In order to ensure competitiveness in the development and achievement of the specified tactical and technical characteristics of the system through 2020, it is proposed that the standards base of the GSVCh be further developed in the framework of steps to be taken in the GLONASS targeted program in the following areas:

  1. 1)

    modernization of the complexes for storage of the UTC(SU) scale to ensure its consistency with the UTC with an error of no more than ±3 nsec;

  2. 2)

    creation of high accuracy means of comparing UTC(SU) with the GLONASS time scale and other time and frequency standards;

  3. 3)

    creation of storage for the units of time and frequency based on a rubidium atom fountain with an instability of (1.0–2.0)·10–16 to equip the standards for the units of time and frequency;

  4. 4)

    creation of optical frequency standards with an unexcluded systematic error of 1.0·10–16–1.0·10–17 in reproducing the units;

  5. 5)

    creation of a new generation of portable quantum clocks with an error in the storage of the time unit of no more than ±1 nsec, and a set of apparatus for duplex comparisons of the time scales with an error of no more than ±1.5 nsec; and

  6. 6)

    studies for the creation of a high-accuracy channel for transfer of the standard time and frequency signals by fiberoptic cables.

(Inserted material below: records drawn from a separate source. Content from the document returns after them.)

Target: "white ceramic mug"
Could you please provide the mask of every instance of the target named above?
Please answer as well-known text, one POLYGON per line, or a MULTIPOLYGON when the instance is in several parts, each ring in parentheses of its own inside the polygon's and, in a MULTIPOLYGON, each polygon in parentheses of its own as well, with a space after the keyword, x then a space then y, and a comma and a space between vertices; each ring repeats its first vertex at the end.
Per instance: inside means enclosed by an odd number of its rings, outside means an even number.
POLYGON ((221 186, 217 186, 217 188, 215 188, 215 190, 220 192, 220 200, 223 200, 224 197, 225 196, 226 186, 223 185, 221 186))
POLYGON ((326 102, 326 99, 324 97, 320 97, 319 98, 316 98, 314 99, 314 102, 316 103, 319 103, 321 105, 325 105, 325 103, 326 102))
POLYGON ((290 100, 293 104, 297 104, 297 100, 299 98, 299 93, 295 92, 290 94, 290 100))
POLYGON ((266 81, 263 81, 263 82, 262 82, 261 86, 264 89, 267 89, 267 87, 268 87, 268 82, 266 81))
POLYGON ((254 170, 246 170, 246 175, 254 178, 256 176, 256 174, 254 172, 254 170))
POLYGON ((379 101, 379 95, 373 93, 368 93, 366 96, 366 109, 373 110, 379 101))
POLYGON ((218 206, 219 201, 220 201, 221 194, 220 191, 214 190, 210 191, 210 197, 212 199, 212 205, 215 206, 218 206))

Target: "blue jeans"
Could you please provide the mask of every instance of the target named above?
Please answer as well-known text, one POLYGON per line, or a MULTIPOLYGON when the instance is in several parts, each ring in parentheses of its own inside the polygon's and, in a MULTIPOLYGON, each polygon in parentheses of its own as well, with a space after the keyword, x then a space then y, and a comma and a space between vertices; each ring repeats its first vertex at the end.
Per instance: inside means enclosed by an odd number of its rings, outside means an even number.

These steps to improve the means of reproducing, storing, and transfer of the units of time, frequency, and the UTC(SU) scale in the GSVCh standards base will provide a technical foundation for further competitive development of GLONASS as a whole, of means for its metrological support, and of means for monitoring the characteristics of the formed system of the navigation field. Improvements in the standards base of the GSVCh will help Rosstandart meet its goals [1, 12]. Users will be provided with high-accuracy operational data on the national time scale, standard frequencies, and parameters of the Earth’s rotation.